1 — With a unanimous 25 votes on Sept. 24, Lower Kootenay Band voters approved a land swap with the Regional District of Central Kootenay that gave them 474 acres on Kootenay Lake at Burden’s Cut and LaFrance Creek in exchange for 20 acres adjacent to the Lister landfill site. The deal also gave the LKB $300,000 in cash (determined by an independent evaluation) and $300,000 for a joint LKB-RDCK economic development initiative.
•More than 153,000 travellers entered Canada through the Creston Valley’s two border crossings during July and August, 105,345 (74,948 of those returning Canadians) through the Kingsgate port of entry and 47,797 travellers (38,070 Canadians) through Rykerts.
•Trinity United Church was damaged by a fire that broke out around 2:20 p.m. Sept. 22. The fire burned a large hole through the roof of the church hall, used for regular services, as well as other functions.
•Libertarian candidate Christina Yahn withdrew from the Kootenay-Columbia federal election race “due to personal reasons.”
8 — A 52-year-old Wynndel resident was arrested around 1:55 a.m. Sept. 30 after a lengthy standoff with police, who set up containment on the suspected offender’s property after an individual called Creston RCMP at 2:25 p.m. Sept. 29, believing his crew was being shot at while working in the 5500 block of Highway 3A.
•The day after electric car charging stations were activated Sept. 29, a Tesla owner drove up to the chamber of commerce to ask if the chargers were available to use. Two chargers are available at the chamber and a third is in the town’s Cook Street parking lot.
15 — The skateboard park at the Creston and District Community Complex was shut down Oct. 6, likely until spring, to allow necessary repairs to be completed.
•Donations totalled nearly $575 in the fifth annual Reach A Reader campaign, a joint effort between Black Press and the Columbia Basin Alliance for Literacy (CBAL) to raise funds for local literacy programs.

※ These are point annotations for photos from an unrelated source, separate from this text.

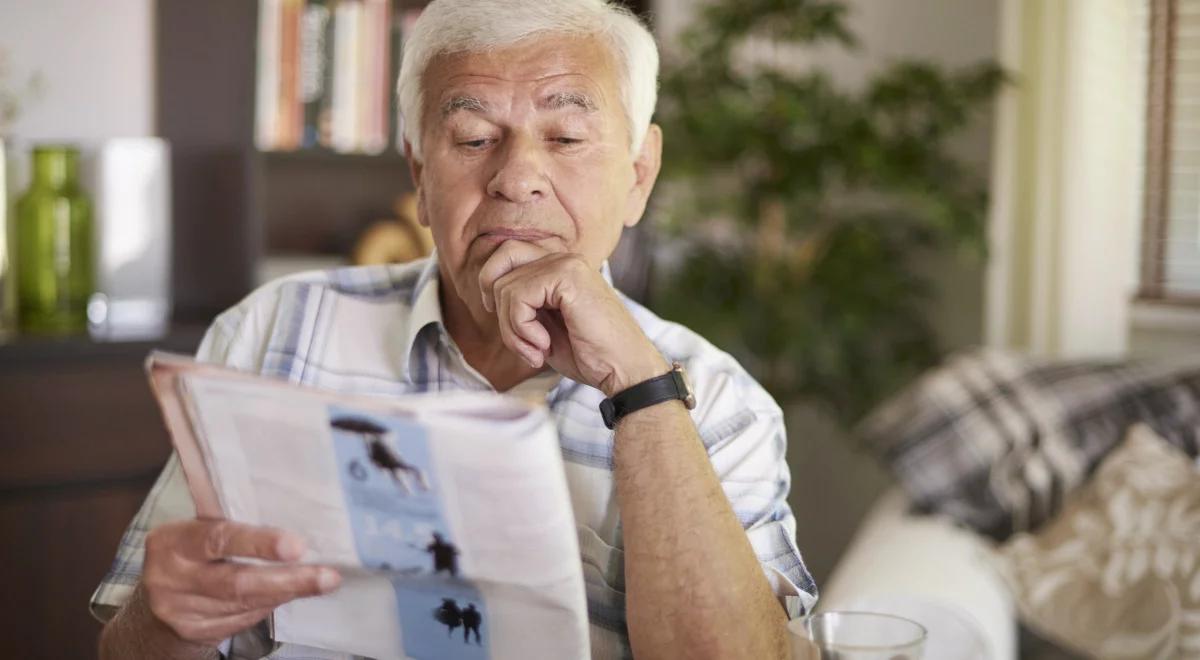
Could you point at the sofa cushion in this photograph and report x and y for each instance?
(1116, 574)
(997, 441)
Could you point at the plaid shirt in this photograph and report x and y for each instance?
(378, 330)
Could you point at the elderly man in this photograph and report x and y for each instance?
(529, 136)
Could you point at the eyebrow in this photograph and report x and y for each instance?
(561, 100)
(468, 103)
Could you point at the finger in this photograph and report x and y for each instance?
(517, 303)
(529, 353)
(508, 257)
(213, 540)
(213, 630)
(251, 587)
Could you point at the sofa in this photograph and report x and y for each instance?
(1042, 509)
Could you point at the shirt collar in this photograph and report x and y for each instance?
(426, 307)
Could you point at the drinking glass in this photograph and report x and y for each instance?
(857, 636)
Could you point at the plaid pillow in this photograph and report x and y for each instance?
(997, 441)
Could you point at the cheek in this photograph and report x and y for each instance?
(450, 195)
(593, 192)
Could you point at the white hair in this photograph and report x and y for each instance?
(449, 27)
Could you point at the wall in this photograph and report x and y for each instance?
(95, 59)
(834, 481)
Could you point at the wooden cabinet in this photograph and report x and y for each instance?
(81, 444)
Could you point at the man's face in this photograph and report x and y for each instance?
(527, 143)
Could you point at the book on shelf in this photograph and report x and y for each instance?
(327, 75)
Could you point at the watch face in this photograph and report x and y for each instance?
(684, 383)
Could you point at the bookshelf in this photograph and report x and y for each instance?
(235, 207)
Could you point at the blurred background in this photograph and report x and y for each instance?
(918, 223)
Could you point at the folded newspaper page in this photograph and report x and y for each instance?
(448, 515)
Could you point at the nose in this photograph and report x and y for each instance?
(520, 177)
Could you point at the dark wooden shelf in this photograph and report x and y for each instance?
(327, 157)
(21, 351)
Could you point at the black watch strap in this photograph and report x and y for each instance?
(670, 387)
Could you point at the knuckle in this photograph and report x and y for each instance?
(241, 591)
(216, 539)
(187, 630)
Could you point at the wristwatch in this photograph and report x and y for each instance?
(670, 387)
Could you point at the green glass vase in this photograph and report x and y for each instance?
(53, 246)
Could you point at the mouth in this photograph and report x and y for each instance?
(503, 234)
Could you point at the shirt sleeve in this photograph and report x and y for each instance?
(743, 432)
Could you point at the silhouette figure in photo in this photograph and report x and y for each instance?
(445, 556)
(472, 619)
(382, 455)
(449, 615)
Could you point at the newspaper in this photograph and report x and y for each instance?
(448, 515)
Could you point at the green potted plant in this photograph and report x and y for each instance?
(801, 208)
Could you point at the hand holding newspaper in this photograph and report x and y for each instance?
(448, 515)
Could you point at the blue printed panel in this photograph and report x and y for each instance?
(442, 618)
(391, 495)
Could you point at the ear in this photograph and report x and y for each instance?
(646, 173)
(414, 169)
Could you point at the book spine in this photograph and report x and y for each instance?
(313, 65)
(396, 48)
(363, 77)
(376, 112)
(325, 113)
(288, 135)
(346, 22)
(268, 75)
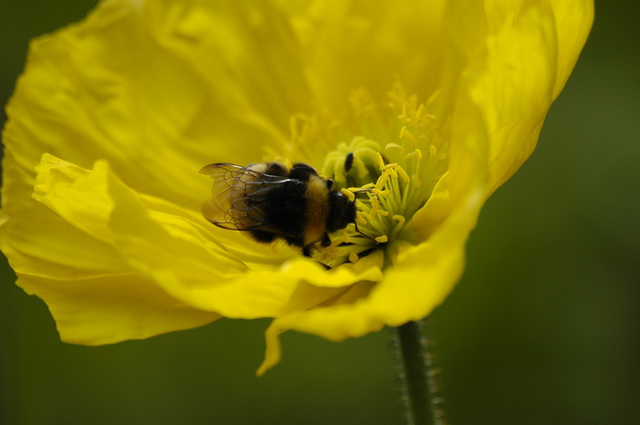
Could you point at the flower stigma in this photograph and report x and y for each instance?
(392, 158)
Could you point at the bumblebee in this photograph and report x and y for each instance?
(272, 202)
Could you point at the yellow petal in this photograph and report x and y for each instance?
(93, 295)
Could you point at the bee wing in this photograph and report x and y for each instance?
(237, 194)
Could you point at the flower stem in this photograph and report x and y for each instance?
(422, 407)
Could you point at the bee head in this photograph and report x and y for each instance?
(342, 211)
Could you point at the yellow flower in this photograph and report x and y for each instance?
(439, 102)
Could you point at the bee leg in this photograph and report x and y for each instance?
(306, 251)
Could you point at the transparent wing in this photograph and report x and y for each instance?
(238, 194)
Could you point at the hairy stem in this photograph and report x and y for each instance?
(422, 406)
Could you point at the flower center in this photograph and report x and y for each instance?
(389, 167)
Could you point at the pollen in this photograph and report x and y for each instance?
(380, 166)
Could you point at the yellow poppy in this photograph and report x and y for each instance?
(438, 102)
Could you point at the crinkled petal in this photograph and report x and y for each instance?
(174, 249)
(530, 49)
(151, 87)
(91, 292)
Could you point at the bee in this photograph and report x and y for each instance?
(272, 202)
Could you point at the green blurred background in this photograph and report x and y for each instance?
(542, 329)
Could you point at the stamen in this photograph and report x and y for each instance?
(415, 154)
(387, 176)
(380, 160)
(404, 175)
(391, 146)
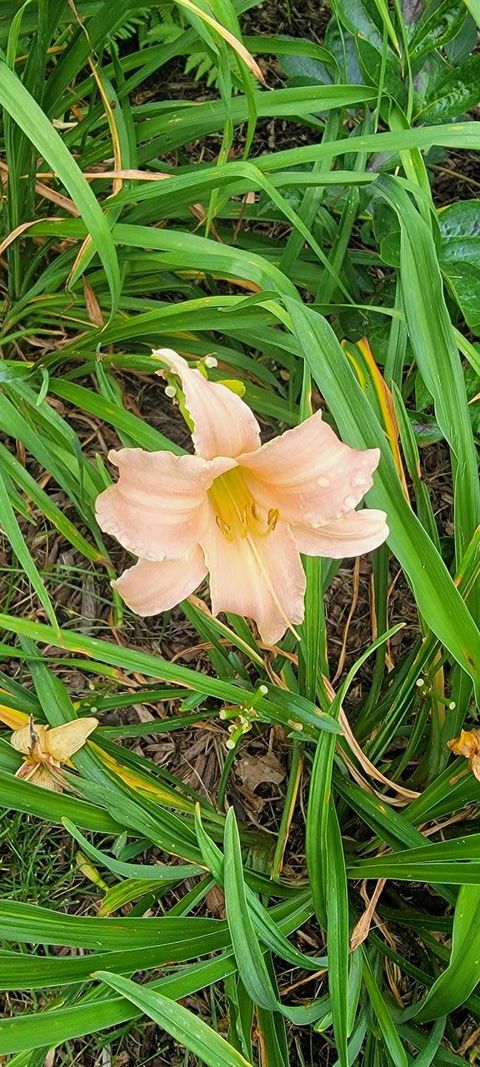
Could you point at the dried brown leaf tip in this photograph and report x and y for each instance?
(468, 745)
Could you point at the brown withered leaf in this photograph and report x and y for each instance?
(255, 770)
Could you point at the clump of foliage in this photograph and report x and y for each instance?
(322, 273)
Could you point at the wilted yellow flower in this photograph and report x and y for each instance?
(468, 745)
(46, 750)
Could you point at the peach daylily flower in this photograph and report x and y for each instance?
(238, 510)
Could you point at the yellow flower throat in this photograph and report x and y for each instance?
(237, 512)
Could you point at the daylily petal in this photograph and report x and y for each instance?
(29, 738)
(152, 587)
(155, 508)
(65, 741)
(308, 474)
(353, 534)
(260, 577)
(45, 779)
(223, 425)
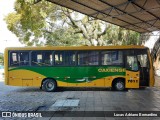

•A 30-year-old Fruitvale man died on the scene after a boat struck a rock in Kootenay Lake near Riondel on Oct. 11. Three other occupants were transported to hospital in Nelson.
22 — After trading the lead for five hours after polls closed, New Democrat Wayne Stetski beat incumbent Conservative David Wilks to become the new member of Parliament for the Kootenay-Columbia riding. With a voter turnout of over 73 per cent, Stetski finished with 23,529 votes, 285 over Wilks’s 23,244, in one of the country’s tightest contests. Liberal candidate Don Johnston got 12,315 votes, and Green Party candidate Bill Green earned 4,115.
•The Prince Charles Theatre was a hive of activity the week of Thanksgiving as volunteers worked with a professional installer to replace 300 seats that were refurbished when the facility was built nearly 30 years ago. The project was made possible with $25,000 of community donations matched by the Creston and District Credit Union, and $57,000 in grants obtained through Regional District of Central Kootenay areas A. B and C.
29 — Seven hundred red and white tulip bulbs were planted around the Spirit Bear sculpture next to the chamber of commerce on Oct. 23. The 70th anniversary Dutch-Canadian Friendship Tulip Garden was one of 140 distributed across Canada to commemorate the 100,000 Dutch tulip bulbs sent to Canadians in 1945 in appreciation for the role Canadian soldiers played in the liberation of the Netherlands, and the hospitality Canada provided to the Dutch royal family in Ottawa during the Second World War.
•The Canyon-Lister Fire Department started an online fundraiser for the family of Margaret Blackmore, whose home was destroyed by fire on Oct. 22. A total of eight residents, including three adults, three teenagers and two toddlers, were left with nothing “but the clothes on their back,” said CLFD Chief Glenn Guthrie.